Franklin believes that God exists and that he provides for us.  In response our purpose is to do good, and our eternal reward will be based upon our performance in that endeavor. 

While undoubtedly a genius in every sense of the word Franklin appeared unable to see what the Psalmist wrote in Psalm 19:1-2,

“The heavens declare the glory of God,
    and the sky above proclaims his handiwork.
Day to day pours out speech,
    and night to night reveals knowledge.

or what Paul wrote in Romans 1:19-20,

“For what can be known about God is plain to them, because God has shown it to them. For his invisible attributes, namely, his eternal power and divine nature, have been clearly perceived, ever since the creation of the world, in the things that have been made. So they are without excuse.

Benjamin Franklin lived a long and active life during a time when the world was changing rapidly, perhaps sometimes too fast and unpredictably for many of those of his era.  And we live in a similar time.  While the discoveries of today may revolutionize tomorrow, they will seem archaic and elementary when we think of them 10 years from now.  But the words of both the Psalmist and Paul will remain true. 
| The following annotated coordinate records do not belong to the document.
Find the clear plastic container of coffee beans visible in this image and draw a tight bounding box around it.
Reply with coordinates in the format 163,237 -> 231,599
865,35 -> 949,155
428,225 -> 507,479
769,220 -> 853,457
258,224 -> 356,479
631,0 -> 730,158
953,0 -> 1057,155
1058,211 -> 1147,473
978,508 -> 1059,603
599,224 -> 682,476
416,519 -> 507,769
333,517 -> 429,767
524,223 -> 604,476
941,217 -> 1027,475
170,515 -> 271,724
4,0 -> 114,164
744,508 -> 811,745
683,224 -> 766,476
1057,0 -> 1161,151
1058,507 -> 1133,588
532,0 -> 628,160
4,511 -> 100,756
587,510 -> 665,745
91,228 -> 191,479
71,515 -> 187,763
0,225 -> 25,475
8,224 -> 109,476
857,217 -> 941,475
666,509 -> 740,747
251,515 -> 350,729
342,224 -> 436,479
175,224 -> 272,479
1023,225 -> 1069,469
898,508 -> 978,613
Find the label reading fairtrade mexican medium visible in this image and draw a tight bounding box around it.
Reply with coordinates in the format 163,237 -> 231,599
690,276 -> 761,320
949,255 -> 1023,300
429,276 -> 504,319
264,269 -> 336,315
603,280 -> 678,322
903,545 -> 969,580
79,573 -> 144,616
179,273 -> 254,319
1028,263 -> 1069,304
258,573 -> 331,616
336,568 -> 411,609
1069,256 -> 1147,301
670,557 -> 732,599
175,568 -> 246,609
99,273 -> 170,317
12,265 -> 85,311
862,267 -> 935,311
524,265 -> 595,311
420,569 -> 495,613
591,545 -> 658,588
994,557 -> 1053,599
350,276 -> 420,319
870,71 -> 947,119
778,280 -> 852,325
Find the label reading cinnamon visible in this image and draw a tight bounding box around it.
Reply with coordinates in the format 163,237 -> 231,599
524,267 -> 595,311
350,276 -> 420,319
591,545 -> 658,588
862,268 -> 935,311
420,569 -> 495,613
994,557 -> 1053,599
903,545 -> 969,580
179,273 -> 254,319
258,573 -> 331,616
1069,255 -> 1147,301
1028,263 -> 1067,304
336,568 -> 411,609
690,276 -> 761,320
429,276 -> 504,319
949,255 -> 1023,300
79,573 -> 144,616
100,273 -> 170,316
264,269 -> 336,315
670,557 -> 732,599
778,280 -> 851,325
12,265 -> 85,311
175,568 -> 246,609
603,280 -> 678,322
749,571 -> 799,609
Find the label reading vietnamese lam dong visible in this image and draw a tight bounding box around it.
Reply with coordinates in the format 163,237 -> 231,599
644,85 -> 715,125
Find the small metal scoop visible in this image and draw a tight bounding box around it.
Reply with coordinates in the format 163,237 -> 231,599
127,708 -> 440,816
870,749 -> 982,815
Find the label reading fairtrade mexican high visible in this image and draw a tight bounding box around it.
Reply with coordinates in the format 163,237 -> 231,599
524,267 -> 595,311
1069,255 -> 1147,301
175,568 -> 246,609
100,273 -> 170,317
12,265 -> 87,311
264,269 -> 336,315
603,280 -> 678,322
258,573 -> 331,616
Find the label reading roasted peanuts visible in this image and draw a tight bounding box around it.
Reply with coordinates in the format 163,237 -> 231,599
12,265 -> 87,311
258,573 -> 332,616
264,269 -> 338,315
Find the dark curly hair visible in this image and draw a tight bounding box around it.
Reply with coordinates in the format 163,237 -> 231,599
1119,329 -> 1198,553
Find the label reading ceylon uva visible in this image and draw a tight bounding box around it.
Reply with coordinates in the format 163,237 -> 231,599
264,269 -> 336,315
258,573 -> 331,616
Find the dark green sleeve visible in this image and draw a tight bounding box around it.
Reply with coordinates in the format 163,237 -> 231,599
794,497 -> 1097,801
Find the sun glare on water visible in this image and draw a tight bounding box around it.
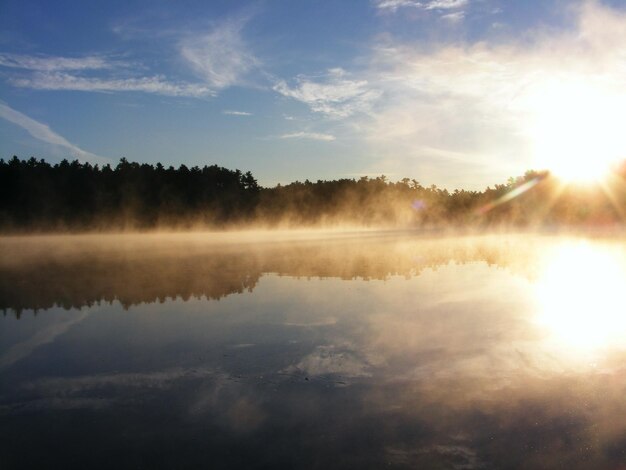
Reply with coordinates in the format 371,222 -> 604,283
535,242 -> 626,350
528,80 -> 626,183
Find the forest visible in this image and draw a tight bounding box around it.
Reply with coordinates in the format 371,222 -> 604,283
0,156 -> 626,233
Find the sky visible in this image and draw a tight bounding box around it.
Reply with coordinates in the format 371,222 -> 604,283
0,0 -> 626,189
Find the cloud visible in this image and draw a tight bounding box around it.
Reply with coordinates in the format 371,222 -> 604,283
0,54 -> 114,72
222,110 -> 252,116
0,102 -> 110,163
441,11 -> 465,23
9,72 -> 214,98
180,19 -> 258,90
279,132 -> 335,142
338,2 -> 626,189
375,0 -> 469,12
274,68 -> 380,118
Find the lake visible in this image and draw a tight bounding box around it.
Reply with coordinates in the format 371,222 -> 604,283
0,232 -> 626,469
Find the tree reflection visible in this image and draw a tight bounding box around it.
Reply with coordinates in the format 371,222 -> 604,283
0,235 -> 534,316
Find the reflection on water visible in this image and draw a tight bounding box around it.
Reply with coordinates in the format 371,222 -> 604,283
0,234 -> 626,468
536,241 -> 626,348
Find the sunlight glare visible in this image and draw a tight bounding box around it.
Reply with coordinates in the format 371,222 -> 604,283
528,79 -> 626,183
536,242 -> 626,349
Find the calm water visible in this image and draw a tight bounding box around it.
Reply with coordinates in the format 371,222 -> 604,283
0,233 -> 626,469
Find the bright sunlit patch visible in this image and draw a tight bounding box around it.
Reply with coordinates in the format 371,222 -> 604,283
527,79 -> 626,182
536,242 -> 626,349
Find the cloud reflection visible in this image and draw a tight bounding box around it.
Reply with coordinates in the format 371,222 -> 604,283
536,241 -> 626,349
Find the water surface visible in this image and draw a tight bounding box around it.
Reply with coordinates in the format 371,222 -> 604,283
0,233 -> 626,469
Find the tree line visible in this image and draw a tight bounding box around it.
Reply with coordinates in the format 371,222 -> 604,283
0,156 -> 626,233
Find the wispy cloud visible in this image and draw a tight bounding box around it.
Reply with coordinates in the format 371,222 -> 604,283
180,18 -> 258,90
0,102 -> 111,163
441,11 -> 465,23
0,53 -> 114,72
279,132 -> 335,142
9,72 -> 215,98
274,68 -> 380,118
222,109 -> 252,116
354,1 -> 626,184
375,0 -> 469,12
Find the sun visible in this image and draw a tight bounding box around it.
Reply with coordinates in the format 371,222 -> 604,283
528,78 -> 626,183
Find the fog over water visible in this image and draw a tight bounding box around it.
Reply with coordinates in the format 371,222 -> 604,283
0,231 -> 626,469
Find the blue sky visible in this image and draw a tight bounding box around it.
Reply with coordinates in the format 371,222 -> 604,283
0,0 -> 626,189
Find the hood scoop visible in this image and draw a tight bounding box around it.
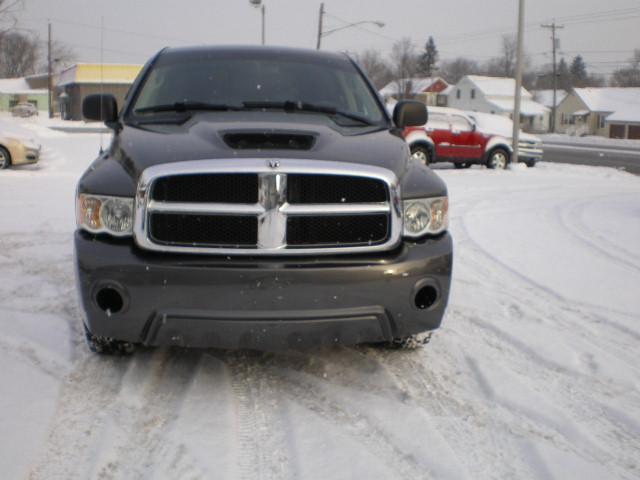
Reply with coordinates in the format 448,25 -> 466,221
223,131 -> 315,150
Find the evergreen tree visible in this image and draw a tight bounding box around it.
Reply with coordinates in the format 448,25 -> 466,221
569,55 -> 589,87
556,58 -> 571,92
419,37 -> 438,77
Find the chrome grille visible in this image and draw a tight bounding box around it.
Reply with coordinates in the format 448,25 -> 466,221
134,159 -> 402,255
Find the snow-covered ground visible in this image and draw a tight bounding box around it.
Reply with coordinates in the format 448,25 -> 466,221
0,121 -> 640,480
539,133 -> 640,148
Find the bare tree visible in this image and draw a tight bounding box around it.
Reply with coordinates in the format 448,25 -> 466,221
419,37 -> 440,77
391,38 -> 419,99
611,48 -> 640,87
0,0 -> 22,33
354,49 -> 393,89
0,32 -> 39,78
484,35 -> 518,78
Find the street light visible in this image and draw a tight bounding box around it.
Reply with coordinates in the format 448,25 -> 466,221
249,0 -> 266,45
316,3 -> 384,50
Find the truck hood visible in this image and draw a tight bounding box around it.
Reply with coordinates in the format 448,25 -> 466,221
111,112 -> 407,179
78,112 -> 446,198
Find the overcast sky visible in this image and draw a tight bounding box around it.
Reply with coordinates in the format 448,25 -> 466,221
13,0 -> 640,78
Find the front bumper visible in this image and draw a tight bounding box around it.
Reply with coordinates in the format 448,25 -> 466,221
75,231 -> 453,350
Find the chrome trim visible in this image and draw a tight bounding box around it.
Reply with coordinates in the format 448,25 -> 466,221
147,200 -> 265,215
280,202 -> 391,215
133,158 -> 403,256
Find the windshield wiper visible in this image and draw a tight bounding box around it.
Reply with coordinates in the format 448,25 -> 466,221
242,100 -> 376,125
134,102 -> 239,113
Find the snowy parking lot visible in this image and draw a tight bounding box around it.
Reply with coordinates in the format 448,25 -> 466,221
0,120 -> 640,480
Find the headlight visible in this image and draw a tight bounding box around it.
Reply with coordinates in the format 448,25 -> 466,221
403,197 -> 449,238
76,193 -> 133,237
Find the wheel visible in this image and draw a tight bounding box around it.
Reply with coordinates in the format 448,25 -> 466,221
377,332 -> 433,350
0,147 -> 11,170
453,162 -> 471,169
487,148 -> 509,170
411,145 -> 431,165
82,323 -> 135,355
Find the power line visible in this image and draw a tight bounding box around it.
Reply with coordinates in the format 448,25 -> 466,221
540,22 -> 564,133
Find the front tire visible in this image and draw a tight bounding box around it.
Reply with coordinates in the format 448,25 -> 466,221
411,145 -> 431,165
487,148 -> 509,170
82,323 -> 135,355
0,147 -> 11,170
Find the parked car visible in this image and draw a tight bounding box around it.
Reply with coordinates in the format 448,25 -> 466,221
0,132 -> 40,169
75,47 -> 453,353
404,107 -> 542,169
11,102 -> 38,117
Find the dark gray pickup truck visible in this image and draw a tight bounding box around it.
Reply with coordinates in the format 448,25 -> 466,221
75,47 -> 452,353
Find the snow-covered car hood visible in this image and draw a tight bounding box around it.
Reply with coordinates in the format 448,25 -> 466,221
465,112 -> 542,143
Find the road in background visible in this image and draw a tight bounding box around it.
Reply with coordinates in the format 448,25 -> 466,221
544,141 -> 640,175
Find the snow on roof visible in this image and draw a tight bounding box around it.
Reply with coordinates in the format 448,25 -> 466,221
573,87 -> 640,112
440,85 -> 456,95
605,106 -> 640,123
488,98 -> 549,117
58,63 -> 142,86
0,78 -> 47,95
466,75 -> 532,98
380,77 -> 444,97
532,90 -> 568,108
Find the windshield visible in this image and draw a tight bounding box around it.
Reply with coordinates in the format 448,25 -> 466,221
133,54 -> 385,124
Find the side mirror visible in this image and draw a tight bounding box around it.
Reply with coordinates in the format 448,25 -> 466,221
393,100 -> 429,128
82,94 -> 118,126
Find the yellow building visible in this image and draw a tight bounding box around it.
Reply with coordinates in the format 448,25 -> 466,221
56,63 -> 142,120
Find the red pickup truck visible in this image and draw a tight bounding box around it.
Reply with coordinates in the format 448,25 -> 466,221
403,107 -> 542,169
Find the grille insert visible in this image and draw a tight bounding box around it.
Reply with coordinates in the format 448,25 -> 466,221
149,213 -> 258,248
151,173 -> 258,203
287,214 -> 389,247
287,174 -> 389,203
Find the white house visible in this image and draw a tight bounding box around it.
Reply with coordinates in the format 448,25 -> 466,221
448,75 -> 550,132
556,87 -> 640,138
379,77 -> 449,105
531,89 -> 568,108
605,109 -> 640,140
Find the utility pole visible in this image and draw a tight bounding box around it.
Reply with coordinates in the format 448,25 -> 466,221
511,0 -> 524,164
47,22 -> 53,118
260,3 -> 266,45
316,3 -> 324,50
540,21 -> 564,133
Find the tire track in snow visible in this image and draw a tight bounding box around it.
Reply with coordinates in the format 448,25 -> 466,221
555,193 -> 640,273
29,353 -> 128,480
86,349 -> 202,478
264,356 -> 433,480
225,352 -> 297,480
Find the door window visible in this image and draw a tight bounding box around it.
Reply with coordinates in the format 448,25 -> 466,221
451,115 -> 472,132
427,112 -> 449,130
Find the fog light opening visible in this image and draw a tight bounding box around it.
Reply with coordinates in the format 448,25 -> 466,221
96,287 -> 124,315
415,285 -> 438,310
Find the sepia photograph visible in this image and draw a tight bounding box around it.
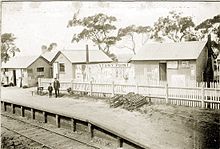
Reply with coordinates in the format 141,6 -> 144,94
0,0 -> 220,149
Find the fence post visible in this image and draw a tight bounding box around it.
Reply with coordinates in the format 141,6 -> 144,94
112,81 -> 115,97
89,81 -> 92,96
201,83 -> 205,108
165,83 -> 169,104
135,83 -> 139,94
38,78 -> 41,87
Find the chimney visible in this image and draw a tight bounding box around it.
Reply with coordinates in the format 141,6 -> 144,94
86,45 -> 89,64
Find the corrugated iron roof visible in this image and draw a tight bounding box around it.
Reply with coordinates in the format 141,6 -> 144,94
61,50 -> 112,63
131,41 -> 207,60
41,50 -> 59,62
2,56 -> 39,68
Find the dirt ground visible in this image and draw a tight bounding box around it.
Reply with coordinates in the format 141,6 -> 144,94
1,87 -> 220,149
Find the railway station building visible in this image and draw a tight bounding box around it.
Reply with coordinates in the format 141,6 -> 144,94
131,41 -> 208,86
1,56 -> 51,87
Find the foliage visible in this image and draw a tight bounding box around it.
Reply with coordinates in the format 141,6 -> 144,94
151,11 -> 197,42
1,33 -> 20,62
67,13 -> 120,59
41,42 -> 57,51
118,25 -> 151,54
195,14 -> 220,50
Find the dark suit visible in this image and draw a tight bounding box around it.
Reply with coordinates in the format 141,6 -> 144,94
53,80 -> 60,97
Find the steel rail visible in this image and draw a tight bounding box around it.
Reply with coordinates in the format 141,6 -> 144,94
1,113 -> 101,149
1,125 -> 53,149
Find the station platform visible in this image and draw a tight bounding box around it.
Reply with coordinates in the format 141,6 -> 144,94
1,87 -> 192,149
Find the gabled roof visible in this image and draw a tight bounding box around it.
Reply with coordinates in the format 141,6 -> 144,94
41,50 -> 59,62
61,50 -> 112,63
131,41 -> 207,60
2,56 -> 39,68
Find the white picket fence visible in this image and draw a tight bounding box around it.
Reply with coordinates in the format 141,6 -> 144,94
38,78 -> 220,109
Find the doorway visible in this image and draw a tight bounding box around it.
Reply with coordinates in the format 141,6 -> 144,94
13,70 -> 17,86
159,63 -> 167,81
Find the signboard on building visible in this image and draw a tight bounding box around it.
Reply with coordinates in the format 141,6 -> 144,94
99,63 -> 131,68
180,61 -> 190,68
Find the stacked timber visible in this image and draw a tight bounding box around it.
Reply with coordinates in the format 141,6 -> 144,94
110,93 -> 148,111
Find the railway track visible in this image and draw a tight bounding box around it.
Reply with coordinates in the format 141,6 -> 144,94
1,114 -> 99,149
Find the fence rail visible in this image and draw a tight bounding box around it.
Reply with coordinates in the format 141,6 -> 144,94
38,78 -> 220,109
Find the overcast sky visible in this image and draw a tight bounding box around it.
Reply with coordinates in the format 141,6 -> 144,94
2,2 -> 220,55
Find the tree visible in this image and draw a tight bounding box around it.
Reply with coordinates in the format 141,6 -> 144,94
195,14 -> 220,50
1,33 -> 20,62
67,12 -> 120,60
118,25 -> 151,54
151,11 -> 198,42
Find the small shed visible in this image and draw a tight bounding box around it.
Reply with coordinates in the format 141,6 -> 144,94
1,56 -> 50,87
52,50 -> 112,81
131,41 -> 208,86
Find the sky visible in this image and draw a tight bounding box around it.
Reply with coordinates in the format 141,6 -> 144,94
1,1 -> 220,55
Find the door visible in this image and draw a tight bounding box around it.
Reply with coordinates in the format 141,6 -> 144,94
13,70 -> 17,86
159,63 -> 167,81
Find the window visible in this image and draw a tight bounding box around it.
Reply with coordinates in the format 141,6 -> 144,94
60,63 -> 65,72
27,69 -> 33,73
37,67 -> 44,72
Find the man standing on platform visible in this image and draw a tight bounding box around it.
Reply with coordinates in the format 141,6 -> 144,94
53,78 -> 60,98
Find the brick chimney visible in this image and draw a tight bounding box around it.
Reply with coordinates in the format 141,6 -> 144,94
86,45 -> 89,64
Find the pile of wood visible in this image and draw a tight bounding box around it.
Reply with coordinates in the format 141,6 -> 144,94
110,93 -> 148,111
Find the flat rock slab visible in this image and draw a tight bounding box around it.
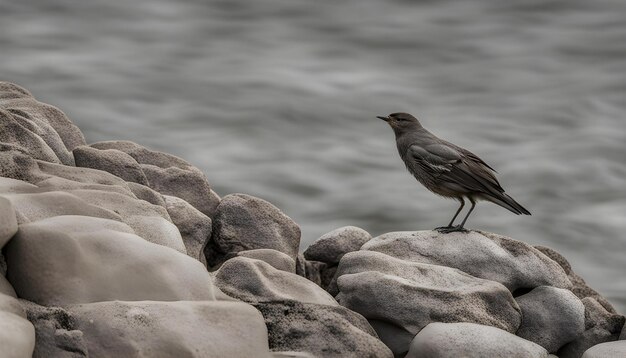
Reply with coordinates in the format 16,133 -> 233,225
361,231 -> 572,292
215,256 -> 338,306
254,301 -> 393,358
406,323 -> 549,358
5,218 -> 215,306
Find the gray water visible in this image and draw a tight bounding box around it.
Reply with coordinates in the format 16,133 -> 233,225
0,0 -> 626,312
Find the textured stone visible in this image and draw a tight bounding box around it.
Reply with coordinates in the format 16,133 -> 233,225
557,297 -> 624,358
336,251 -> 521,351
361,231 -> 571,294
254,301 -> 393,358
73,146 -> 148,185
163,195 -> 213,266
516,286 -> 585,353
215,257 -> 337,306
68,301 -> 271,358
5,215 -> 215,306
304,226 -> 372,264
406,323 -> 548,358
205,194 -> 300,266
237,249 -> 296,273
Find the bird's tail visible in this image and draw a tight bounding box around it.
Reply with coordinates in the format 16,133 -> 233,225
487,193 -> 531,215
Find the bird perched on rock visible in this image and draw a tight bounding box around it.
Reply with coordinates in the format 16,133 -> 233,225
377,113 -> 530,233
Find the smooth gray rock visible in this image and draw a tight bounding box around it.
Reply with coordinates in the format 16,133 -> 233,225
254,301 -> 393,358
67,301 -> 271,358
163,195 -> 213,266
515,286 -> 585,353
557,297 -> 625,358
215,257 -> 338,306
205,194 -> 300,266
361,231 -> 572,293
304,226 -> 372,264
4,217 -> 216,306
72,146 -> 148,185
406,322 -> 548,358
237,249 -> 296,273
0,193 -> 17,249
582,341 -> 626,358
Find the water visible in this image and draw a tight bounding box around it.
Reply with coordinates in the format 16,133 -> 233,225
0,0 -> 626,312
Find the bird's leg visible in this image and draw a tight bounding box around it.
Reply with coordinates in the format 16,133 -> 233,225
439,197 -> 476,234
435,197 -> 465,231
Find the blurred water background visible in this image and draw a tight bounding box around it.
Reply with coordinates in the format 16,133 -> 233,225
0,0 -> 626,312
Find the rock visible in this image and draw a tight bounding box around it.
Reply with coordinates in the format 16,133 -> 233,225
304,226 -> 372,264
406,323 -> 548,358
237,249 -> 296,273
124,215 -> 186,253
557,297 -> 624,358
254,301 -> 393,358
535,246 -> 617,313
20,300 -> 89,358
0,293 -> 35,358
215,257 -> 337,306
336,251 -> 521,351
68,301 -> 271,358
205,194 -> 300,266
5,218 -> 215,306
73,146 -> 148,185
516,286 -> 585,353
582,341 -> 626,358
361,231 -> 571,296
163,195 -> 213,266
3,191 -> 122,224
0,196 -> 17,249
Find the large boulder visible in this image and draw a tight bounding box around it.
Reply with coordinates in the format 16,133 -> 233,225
72,146 -> 148,185
336,251 -> 521,354
205,194 -> 300,266
254,301 -> 393,358
215,257 -> 337,306
406,323 -> 548,358
67,301 -> 271,358
5,218 -> 215,306
557,297 -> 625,358
516,286 -> 585,353
304,226 -> 372,264
361,231 -> 572,295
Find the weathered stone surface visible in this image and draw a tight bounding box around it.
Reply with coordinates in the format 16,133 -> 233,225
361,231 -> 571,293
205,194 -> 300,266
406,323 -> 548,358
516,286 -> 585,353
0,196 -> 17,249
535,246 -> 617,313
336,251 -> 521,350
163,195 -> 213,266
304,226 -> 372,264
582,341 -> 626,358
68,301 -> 271,358
215,257 -> 337,306
254,301 -> 393,358
237,249 -> 296,273
73,146 -> 148,185
20,300 -> 89,358
557,297 -> 624,358
5,215 -> 215,306
0,293 -> 35,358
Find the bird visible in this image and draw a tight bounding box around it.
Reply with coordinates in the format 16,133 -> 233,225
376,112 -> 531,233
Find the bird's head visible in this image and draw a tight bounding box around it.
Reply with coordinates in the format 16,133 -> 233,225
376,113 -> 422,134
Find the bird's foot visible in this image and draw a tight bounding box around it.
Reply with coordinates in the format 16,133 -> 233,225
435,225 -> 468,234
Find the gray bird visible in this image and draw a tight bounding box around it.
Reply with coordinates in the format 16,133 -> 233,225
377,113 -> 530,233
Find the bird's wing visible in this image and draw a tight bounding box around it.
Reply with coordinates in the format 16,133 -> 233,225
409,143 -> 504,194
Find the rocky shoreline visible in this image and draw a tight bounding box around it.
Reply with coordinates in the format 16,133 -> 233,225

As we study, explore and grow, no matter what our areas of endeavor, let us always remember that God has made it all possible, and that our ultimate end is not mere knowledge, but the glory of God, a purpose which was so beautifully written of by the authors of the Westminster Shorter Catechism in 1647, saying in Question and Answer 1,

Q. 1. What is the chief end of man?
A. Man’s chief end is to glorify God, and to enjoy him forever.